Games are supposed to be built around a specification and having a turbo mode in a console not only increases the ambiguity of development and how well software performs, but could lead to another RROD fiasco if some piece of software keeps the turbo mode going too long, even in just one core of many. I would highly discourage such an idea, multi-thread your goddamn code if it's overloading just one core/thread.
Controlling the clock speed for non gaming tasks I would think is already implemented though. As pulling 100W just to run a DVD is madness.
I wasn't advocating that the developers would have control over the overclocking portion of the system. I don't know how smart the system would have to be to automatically overclock based on certain code criteria or even if it would be beneficial. My thought was the developer wouldn't even have to know it was happening, for all they know that is the speed they are getting for that particular code, if it was because it was overclocked or not. This could however lead to some developers writing code in such a way as to cheat the system to provide that overclock more often then not.
Was just curious if certain small amounts of code would benefit with a slight overclock that the system would just throttle to and fro depending on the data it needs to crunch. I would also hope current throttling of some kind is being performed during less demanding tasks.

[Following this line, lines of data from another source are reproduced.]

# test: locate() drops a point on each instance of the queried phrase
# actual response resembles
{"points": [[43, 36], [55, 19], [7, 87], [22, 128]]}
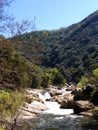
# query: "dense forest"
{"points": [[72, 50]]}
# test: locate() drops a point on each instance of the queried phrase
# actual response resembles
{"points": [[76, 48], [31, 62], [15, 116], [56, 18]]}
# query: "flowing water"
{"points": [[61, 119]]}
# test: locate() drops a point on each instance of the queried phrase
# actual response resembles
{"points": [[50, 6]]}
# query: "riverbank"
{"points": [[60, 99]]}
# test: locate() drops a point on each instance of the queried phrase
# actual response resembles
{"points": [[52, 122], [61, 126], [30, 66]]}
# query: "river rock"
{"points": [[81, 106], [68, 101]]}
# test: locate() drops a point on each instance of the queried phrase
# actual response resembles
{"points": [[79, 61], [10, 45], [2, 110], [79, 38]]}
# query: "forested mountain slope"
{"points": [[73, 50]]}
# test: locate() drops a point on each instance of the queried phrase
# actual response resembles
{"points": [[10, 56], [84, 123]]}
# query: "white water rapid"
{"points": [[53, 107]]}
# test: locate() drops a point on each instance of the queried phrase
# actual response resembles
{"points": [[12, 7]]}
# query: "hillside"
{"points": [[73, 50]]}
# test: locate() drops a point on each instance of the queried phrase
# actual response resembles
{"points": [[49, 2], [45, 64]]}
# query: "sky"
{"points": [[52, 14]]}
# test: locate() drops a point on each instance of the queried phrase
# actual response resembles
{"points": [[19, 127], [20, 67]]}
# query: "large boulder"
{"points": [[81, 106], [68, 101], [84, 93]]}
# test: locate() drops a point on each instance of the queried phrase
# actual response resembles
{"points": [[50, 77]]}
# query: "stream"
{"points": [[56, 118]]}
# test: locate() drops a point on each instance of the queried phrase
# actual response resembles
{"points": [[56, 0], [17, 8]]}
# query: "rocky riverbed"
{"points": [[66, 97]]}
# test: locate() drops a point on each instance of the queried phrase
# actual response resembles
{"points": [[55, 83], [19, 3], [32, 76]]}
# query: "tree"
{"points": [[95, 72], [10, 103]]}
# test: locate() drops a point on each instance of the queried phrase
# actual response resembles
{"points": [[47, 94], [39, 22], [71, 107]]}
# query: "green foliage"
{"points": [[83, 82], [54, 77], [95, 72], [73, 50], [10, 103]]}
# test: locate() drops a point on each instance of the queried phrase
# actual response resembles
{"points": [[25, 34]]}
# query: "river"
{"points": [[61, 119]]}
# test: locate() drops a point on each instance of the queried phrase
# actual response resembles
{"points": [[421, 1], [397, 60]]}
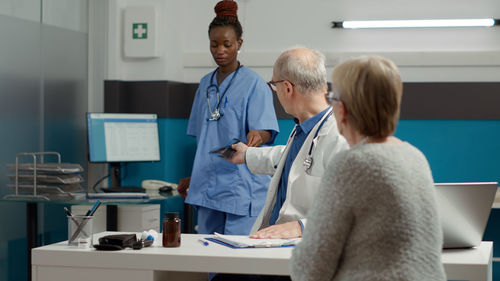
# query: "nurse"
{"points": [[231, 103]]}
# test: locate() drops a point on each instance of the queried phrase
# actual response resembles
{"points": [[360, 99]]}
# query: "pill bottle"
{"points": [[171, 230]]}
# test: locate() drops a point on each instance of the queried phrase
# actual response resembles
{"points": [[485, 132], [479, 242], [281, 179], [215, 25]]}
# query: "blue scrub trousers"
{"points": [[210, 221]]}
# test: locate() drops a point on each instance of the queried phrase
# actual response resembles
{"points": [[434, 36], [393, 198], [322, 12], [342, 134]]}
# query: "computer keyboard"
{"points": [[124, 189]]}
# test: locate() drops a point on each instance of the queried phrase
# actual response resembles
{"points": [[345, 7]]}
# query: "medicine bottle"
{"points": [[171, 230]]}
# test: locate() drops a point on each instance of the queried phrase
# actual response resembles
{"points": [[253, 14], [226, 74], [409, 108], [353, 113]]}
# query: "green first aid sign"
{"points": [[139, 31]]}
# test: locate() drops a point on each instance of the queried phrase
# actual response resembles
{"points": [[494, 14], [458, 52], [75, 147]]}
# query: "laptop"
{"points": [[464, 209]]}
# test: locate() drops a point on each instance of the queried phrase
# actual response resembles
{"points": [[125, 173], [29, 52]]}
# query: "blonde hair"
{"points": [[370, 88]]}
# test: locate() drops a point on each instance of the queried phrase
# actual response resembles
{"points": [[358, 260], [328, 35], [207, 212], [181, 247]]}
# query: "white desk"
{"points": [[192, 261]]}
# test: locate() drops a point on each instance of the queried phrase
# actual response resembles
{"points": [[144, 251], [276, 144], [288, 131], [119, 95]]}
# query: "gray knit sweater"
{"points": [[374, 218]]}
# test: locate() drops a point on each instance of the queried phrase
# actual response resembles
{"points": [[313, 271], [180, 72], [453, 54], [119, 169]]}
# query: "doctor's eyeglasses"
{"points": [[272, 84], [330, 98]]}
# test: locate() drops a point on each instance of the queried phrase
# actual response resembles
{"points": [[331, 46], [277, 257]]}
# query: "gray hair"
{"points": [[306, 71]]}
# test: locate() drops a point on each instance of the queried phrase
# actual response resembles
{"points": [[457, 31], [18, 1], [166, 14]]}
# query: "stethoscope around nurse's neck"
{"points": [[308, 162], [216, 114]]}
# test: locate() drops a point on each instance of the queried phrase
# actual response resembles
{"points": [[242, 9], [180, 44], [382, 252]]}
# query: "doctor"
{"points": [[299, 81]]}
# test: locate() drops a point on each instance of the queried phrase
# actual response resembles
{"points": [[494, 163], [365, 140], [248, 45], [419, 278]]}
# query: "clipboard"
{"points": [[242, 241]]}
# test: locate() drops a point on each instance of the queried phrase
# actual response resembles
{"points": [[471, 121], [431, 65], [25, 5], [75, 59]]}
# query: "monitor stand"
{"points": [[115, 176]]}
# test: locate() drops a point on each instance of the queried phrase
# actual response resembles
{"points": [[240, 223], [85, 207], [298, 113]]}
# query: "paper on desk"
{"points": [[245, 241]]}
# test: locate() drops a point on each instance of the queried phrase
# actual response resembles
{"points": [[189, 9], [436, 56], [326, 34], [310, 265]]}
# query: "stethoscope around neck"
{"points": [[308, 162], [216, 114]]}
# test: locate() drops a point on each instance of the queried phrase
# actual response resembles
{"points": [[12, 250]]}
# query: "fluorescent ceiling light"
{"points": [[416, 23]]}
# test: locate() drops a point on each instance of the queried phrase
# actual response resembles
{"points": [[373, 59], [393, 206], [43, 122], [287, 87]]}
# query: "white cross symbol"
{"points": [[139, 31]]}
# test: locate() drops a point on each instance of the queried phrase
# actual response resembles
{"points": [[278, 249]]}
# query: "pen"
{"points": [[80, 227], [94, 208], [203, 242], [68, 212]]}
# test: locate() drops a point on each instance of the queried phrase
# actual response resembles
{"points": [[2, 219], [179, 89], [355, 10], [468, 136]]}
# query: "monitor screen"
{"points": [[122, 137]]}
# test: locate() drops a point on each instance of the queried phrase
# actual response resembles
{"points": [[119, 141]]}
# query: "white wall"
{"points": [[457, 54]]}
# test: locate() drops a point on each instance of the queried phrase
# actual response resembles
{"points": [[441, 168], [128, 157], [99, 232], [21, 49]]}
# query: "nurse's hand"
{"points": [[183, 186], [285, 230], [239, 154], [258, 137]]}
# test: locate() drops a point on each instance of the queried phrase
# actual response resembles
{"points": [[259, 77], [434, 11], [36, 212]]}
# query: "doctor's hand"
{"points": [[239, 154], [183, 186], [258, 137], [285, 230]]}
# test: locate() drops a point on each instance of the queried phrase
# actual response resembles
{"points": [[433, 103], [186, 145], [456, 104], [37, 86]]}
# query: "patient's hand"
{"points": [[239, 154], [285, 230]]}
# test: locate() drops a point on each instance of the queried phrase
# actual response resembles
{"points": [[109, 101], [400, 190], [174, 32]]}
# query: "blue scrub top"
{"points": [[246, 105]]}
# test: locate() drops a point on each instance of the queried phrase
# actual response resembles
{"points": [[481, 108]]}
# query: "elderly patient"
{"points": [[374, 217]]}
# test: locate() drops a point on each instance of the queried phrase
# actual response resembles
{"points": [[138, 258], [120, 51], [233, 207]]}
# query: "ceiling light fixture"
{"points": [[355, 24]]}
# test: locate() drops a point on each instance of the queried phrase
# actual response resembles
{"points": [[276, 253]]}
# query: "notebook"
{"points": [[464, 209], [242, 241]]}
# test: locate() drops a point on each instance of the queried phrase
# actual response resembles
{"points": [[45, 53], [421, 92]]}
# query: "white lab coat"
{"points": [[301, 187]]}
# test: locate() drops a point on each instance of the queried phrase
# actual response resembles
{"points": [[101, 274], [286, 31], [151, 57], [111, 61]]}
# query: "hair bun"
{"points": [[226, 8]]}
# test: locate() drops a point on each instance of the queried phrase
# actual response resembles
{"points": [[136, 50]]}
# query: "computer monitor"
{"points": [[122, 137]]}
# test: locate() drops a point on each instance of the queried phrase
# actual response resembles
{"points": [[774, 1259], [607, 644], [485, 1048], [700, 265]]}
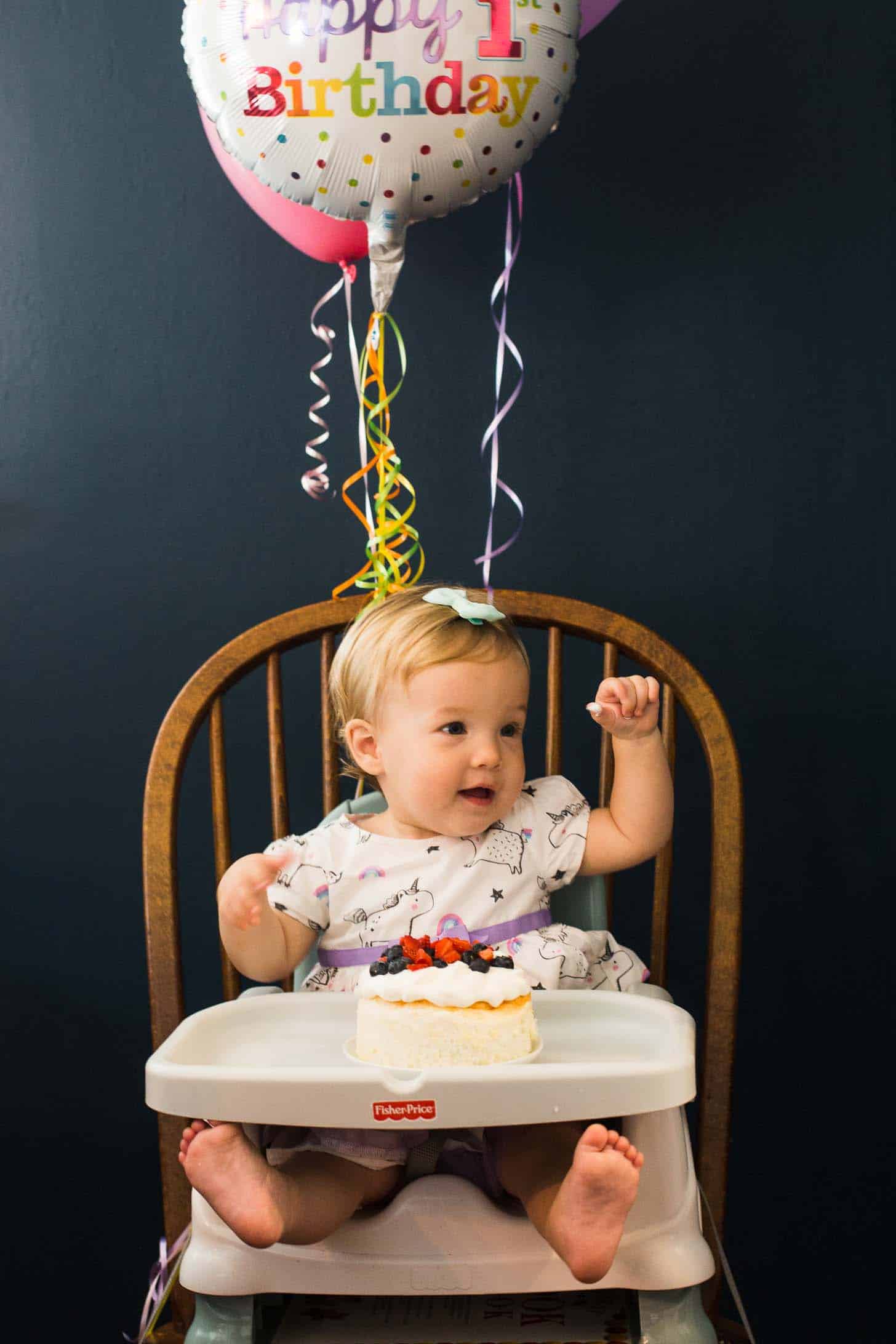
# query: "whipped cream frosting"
{"points": [[446, 987]]}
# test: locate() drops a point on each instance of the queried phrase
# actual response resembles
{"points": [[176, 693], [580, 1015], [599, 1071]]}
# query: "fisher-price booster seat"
{"points": [[441, 1234]]}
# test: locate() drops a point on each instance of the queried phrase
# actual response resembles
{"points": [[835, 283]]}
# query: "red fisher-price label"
{"points": [[403, 1111]]}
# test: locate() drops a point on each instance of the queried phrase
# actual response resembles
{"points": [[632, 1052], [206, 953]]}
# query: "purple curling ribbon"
{"points": [[162, 1280], [502, 287]]}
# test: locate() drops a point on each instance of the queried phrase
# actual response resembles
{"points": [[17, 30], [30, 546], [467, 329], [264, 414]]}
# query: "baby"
{"points": [[430, 695]]}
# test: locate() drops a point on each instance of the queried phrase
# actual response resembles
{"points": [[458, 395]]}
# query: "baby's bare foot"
{"points": [[586, 1219], [234, 1178]]}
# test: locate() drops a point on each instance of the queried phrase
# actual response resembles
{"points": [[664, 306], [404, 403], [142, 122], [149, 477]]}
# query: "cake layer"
{"points": [[421, 1034]]}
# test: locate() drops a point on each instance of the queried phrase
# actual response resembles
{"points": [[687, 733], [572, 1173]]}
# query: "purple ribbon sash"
{"points": [[492, 934]]}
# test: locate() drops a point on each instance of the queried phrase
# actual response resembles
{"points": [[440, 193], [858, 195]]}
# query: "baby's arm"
{"points": [[261, 943], [638, 820]]}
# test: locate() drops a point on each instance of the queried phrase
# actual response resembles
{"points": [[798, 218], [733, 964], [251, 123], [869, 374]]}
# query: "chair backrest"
{"points": [[202, 699]]}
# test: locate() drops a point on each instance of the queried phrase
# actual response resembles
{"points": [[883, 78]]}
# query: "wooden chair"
{"points": [[681, 684]]}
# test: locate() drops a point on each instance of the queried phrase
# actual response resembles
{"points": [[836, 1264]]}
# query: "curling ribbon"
{"points": [[314, 480], [391, 542], [502, 287], [163, 1277]]}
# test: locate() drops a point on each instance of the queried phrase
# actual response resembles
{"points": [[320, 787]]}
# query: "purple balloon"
{"points": [[594, 12]]}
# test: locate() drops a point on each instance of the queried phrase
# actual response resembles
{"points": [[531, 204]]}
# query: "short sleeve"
{"points": [[559, 830], [303, 885]]}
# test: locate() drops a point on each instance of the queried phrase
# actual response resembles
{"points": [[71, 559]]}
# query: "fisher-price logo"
{"points": [[403, 1111]]}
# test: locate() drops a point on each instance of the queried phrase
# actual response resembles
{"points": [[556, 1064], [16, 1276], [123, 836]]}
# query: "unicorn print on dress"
{"points": [[614, 968], [361, 835], [289, 870], [498, 846], [561, 823], [321, 977], [413, 902]]}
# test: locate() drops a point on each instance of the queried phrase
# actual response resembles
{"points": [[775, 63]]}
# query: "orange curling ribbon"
{"points": [[391, 542]]}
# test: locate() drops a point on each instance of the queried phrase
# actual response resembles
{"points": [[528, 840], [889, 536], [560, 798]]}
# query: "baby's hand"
{"points": [[626, 706], [242, 893]]}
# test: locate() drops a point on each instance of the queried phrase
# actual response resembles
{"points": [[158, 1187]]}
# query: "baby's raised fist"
{"points": [[242, 893], [626, 706]]}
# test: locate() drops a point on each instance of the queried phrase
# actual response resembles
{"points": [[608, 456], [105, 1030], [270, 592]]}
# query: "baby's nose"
{"points": [[487, 753]]}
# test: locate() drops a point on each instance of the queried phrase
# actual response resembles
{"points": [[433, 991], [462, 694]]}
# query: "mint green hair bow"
{"points": [[472, 612]]}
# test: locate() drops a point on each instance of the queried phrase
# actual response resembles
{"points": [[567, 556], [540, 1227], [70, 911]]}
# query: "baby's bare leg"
{"points": [[298, 1203], [577, 1188]]}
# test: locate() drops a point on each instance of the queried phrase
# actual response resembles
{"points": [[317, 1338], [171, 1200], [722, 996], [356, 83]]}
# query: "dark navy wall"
{"points": [[704, 303]]}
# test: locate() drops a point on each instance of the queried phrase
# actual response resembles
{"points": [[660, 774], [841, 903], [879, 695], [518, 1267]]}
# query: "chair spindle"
{"points": [[553, 745], [276, 751], [221, 824], [610, 668], [329, 751], [663, 863], [277, 761]]}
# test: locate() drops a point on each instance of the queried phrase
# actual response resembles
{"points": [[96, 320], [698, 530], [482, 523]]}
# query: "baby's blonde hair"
{"points": [[399, 638]]}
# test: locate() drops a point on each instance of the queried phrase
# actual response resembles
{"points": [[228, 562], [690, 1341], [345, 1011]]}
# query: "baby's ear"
{"points": [[361, 743]]}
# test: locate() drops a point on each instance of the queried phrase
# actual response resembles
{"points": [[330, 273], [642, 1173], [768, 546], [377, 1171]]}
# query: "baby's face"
{"points": [[452, 745]]}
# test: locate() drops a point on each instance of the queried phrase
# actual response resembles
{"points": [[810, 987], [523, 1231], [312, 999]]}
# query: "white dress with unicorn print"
{"points": [[363, 892]]}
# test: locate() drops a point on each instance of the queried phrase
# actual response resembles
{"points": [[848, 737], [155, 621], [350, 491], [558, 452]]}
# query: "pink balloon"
{"points": [[310, 230], [594, 12]]}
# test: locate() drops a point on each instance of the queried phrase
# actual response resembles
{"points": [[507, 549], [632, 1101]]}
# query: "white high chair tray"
{"points": [[278, 1060]]}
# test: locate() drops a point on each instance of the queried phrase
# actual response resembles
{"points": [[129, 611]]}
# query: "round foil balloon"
{"points": [[382, 111]]}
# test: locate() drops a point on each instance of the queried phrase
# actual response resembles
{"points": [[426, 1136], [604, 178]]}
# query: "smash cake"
{"points": [[444, 1003]]}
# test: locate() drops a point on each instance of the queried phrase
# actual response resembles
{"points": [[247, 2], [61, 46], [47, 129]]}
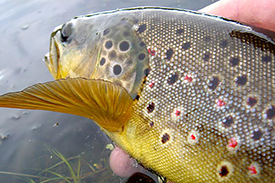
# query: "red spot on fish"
{"points": [[220, 103], [152, 84], [192, 137], [232, 143], [252, 170], [177, 113], [188, 78], [151, 52]]}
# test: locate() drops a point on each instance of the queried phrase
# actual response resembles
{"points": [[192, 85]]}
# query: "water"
{"points": [[30, 140]]}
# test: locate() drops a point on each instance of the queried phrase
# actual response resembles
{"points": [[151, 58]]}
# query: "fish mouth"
{"points": [[52, 58]]}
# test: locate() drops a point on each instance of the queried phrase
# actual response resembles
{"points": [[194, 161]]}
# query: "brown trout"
{"points": [[188, 95]]}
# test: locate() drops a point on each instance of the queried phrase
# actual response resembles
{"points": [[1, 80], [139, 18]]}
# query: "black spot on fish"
{"points": [[171, 80], [241, 80], [266, 58], [254, 40], [150, 107], [169, 53], [142, 28], [186, 45], [270, 112], [140, 178], [251, 101], [117, 69], [224, 43], [142, 44], [147, 71], [108, 44], [106, 31], [102, 61], [207, 38], [257, 134], [124, 46], [112, 54], [141, 56], [228, 121], [179, 31], [206, 56], [224, 171], [213, 83], [165, 137], [234, 61]]}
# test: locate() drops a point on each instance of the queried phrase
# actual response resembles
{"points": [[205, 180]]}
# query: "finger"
{"points": [[253, 12]]}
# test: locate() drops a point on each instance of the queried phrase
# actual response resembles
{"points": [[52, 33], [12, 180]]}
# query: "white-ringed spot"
{"points": [[193, 137]]}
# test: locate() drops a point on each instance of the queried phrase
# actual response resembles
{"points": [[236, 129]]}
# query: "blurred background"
{"points": [[37, 146]]}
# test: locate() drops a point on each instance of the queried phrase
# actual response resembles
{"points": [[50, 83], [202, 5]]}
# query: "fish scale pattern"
{"points": [[210, 90]]}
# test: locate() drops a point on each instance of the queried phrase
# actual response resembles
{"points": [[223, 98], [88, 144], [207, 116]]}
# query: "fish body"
{"points": [[193, 93]]}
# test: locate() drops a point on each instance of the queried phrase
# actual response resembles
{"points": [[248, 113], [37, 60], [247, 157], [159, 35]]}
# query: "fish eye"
{"points": [[66, 31]]}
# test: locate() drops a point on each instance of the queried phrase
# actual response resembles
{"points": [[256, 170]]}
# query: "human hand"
{"points": [[252, 12]]}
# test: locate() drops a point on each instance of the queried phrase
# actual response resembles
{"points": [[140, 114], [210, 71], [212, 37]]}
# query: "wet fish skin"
{"points": [[202, 90]]}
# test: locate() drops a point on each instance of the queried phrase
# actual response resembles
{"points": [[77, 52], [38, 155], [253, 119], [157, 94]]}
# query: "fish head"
{"points": [[101, 46]]}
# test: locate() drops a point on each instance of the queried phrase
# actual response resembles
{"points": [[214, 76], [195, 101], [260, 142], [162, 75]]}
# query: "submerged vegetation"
{"points": [[74, 169]]}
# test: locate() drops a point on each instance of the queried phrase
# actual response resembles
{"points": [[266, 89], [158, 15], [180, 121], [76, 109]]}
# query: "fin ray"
{"points": [[107, 104]]}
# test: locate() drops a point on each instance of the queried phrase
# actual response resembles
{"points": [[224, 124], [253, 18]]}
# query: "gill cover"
{"points": [[100, 46]]}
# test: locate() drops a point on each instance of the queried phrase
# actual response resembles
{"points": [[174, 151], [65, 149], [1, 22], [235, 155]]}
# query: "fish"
{"points": [[190, 96]]}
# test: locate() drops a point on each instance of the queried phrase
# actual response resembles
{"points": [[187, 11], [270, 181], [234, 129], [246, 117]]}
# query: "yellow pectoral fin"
{"points": [[107, 104]]}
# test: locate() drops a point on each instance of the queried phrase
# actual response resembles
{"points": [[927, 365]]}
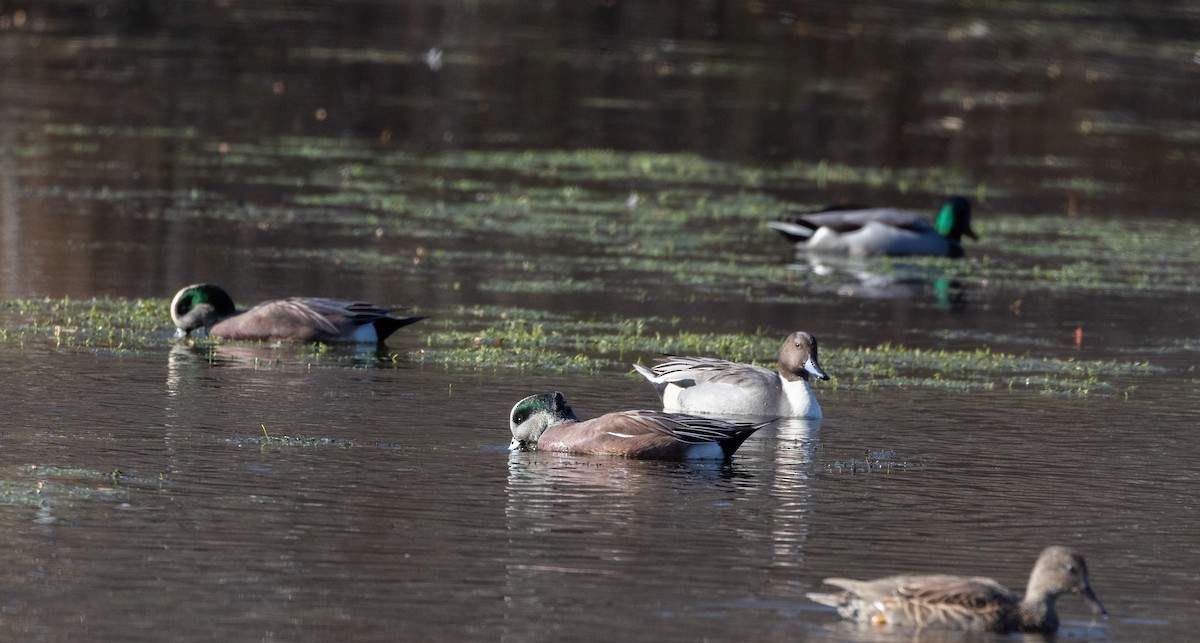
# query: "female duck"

I only bring this up because I have a rooted Droid and have set my Droid to overclock and underclock ondemand. It has given me both better performance and increased battery life as my stock 550mhz processor goes down to 250mhz when the screen is off and or the load is small up to 800mhz when its doing extensive tasks. The only problem is there is an inherent delay with ondemand, by the time the system realizes it needs to overclock it had already started to crunch data at the slower speed.